Components¶

DataForge leverages cloud components in AWS, Azure, or GCP. Regardless of platform, the component roles remain the same.

UI (User Interface)¶

The workspace front end — the left-hand menu and configuration screens. See User Interface for details.

API¶

Lightweight communicator between all infrastructure components. The API strictly routes requests and does not execute business logic.

Metadata¶

Stores the majority of business logic and transformation rules in PostgreSQL databases and functions.

Core¶

The orchestration engine. Manages process execution, handoffs, restarts, queues, and the workflow engine. Works with Metadata for business logic ordering and with Job Clusters for compute lifecycle.

Agent¶

Optional tool for moving data from client infrastructure (typically out-of-network) into DataForge cloud. Only used during the Ingest stage.

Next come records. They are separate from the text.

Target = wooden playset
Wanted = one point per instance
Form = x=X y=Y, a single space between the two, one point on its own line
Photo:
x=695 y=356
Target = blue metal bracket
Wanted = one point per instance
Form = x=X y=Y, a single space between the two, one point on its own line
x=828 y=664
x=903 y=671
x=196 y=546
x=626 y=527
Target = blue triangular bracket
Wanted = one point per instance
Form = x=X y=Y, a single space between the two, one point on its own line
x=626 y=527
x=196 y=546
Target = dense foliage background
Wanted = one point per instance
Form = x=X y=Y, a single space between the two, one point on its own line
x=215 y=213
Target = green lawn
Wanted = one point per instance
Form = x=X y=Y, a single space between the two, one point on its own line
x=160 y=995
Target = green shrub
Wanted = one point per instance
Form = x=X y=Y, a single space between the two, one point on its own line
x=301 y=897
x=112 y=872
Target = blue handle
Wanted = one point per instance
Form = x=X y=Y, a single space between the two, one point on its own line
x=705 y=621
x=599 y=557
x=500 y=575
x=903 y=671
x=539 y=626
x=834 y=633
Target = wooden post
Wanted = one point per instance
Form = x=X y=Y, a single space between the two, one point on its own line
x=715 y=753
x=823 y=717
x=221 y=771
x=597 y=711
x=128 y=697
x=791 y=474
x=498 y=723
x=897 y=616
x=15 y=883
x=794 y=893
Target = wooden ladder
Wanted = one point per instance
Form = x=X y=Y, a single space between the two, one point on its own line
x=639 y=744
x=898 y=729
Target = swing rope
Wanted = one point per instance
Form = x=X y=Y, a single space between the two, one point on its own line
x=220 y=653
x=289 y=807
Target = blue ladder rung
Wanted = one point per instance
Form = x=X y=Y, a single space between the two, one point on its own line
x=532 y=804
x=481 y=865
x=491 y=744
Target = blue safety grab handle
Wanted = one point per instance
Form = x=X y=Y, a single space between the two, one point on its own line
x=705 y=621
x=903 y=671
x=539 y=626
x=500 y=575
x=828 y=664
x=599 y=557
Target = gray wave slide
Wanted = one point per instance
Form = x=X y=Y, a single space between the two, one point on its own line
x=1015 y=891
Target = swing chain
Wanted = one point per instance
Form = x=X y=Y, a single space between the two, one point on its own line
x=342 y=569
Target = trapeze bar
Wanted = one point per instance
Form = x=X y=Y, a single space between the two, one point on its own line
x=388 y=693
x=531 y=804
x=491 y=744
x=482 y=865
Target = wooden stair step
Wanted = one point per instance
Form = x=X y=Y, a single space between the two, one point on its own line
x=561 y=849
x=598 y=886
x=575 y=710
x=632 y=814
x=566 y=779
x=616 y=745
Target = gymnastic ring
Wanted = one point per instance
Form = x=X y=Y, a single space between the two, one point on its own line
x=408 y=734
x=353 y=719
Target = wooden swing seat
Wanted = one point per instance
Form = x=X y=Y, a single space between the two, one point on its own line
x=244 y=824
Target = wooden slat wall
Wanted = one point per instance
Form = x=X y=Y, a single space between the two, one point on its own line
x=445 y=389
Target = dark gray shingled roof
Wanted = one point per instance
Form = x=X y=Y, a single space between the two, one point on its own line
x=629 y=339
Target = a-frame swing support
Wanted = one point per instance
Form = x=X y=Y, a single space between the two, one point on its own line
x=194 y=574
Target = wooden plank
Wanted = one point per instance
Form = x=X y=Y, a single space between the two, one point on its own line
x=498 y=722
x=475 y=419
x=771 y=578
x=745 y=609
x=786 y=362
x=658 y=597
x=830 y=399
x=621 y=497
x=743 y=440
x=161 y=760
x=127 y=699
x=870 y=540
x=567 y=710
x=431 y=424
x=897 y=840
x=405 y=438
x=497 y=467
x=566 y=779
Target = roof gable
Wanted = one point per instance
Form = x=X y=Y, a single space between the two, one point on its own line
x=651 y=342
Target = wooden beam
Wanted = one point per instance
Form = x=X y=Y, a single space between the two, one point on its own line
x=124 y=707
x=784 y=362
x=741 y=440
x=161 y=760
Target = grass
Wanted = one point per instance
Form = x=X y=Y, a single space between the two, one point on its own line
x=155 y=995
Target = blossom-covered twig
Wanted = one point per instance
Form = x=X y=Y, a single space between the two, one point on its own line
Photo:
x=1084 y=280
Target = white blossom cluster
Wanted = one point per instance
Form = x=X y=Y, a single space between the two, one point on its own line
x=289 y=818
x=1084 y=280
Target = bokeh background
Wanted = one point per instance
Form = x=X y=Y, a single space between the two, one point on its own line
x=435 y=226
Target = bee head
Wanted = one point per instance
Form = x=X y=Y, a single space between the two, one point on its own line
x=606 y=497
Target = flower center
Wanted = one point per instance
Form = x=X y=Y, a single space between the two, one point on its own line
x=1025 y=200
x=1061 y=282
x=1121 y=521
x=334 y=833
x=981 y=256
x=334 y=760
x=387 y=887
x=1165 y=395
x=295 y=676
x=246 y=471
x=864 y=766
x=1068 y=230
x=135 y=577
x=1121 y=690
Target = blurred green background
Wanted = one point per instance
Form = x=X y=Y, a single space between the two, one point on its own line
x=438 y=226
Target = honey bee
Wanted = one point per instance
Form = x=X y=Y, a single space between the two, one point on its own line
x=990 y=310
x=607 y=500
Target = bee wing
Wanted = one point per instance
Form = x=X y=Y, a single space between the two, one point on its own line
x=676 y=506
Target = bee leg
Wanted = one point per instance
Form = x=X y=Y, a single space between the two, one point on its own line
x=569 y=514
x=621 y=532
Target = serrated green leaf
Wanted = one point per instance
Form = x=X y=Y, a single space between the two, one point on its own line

Interactive Cluster (Private Enterprise only)¶

Performs lightweight SQL operations against the Data Lake for UI features such as Data Viewer.

Job Cluster¶

Executes data processing jobs. Core starts a Job Cluster with validated business logic from the Metadata layer as parameters. Job Clusters focus only on data processing — Core controls when they start, run, and shut down.

Data Lake¶

Cloud storage for source data — S3 (AWS), Azure Data Lake Gen 2 (Azure), or Google Storage (GCP). Source hub tables in Databricks are built on data stored here.

Infrastructure¶

The diagram above shows the Standard deployment. Private Enterprise deployments place all resources in the customer-managed VPC with private keys for compliance requirements.

Terraform (Private Enterprise only)¶

DataForge uses Terraform to codify and manage all infrastructure services and dependencies. For a detailed component list, see the infrastructure GitHub repository and use terraform show to generate a human-readable list for your cloud vendor.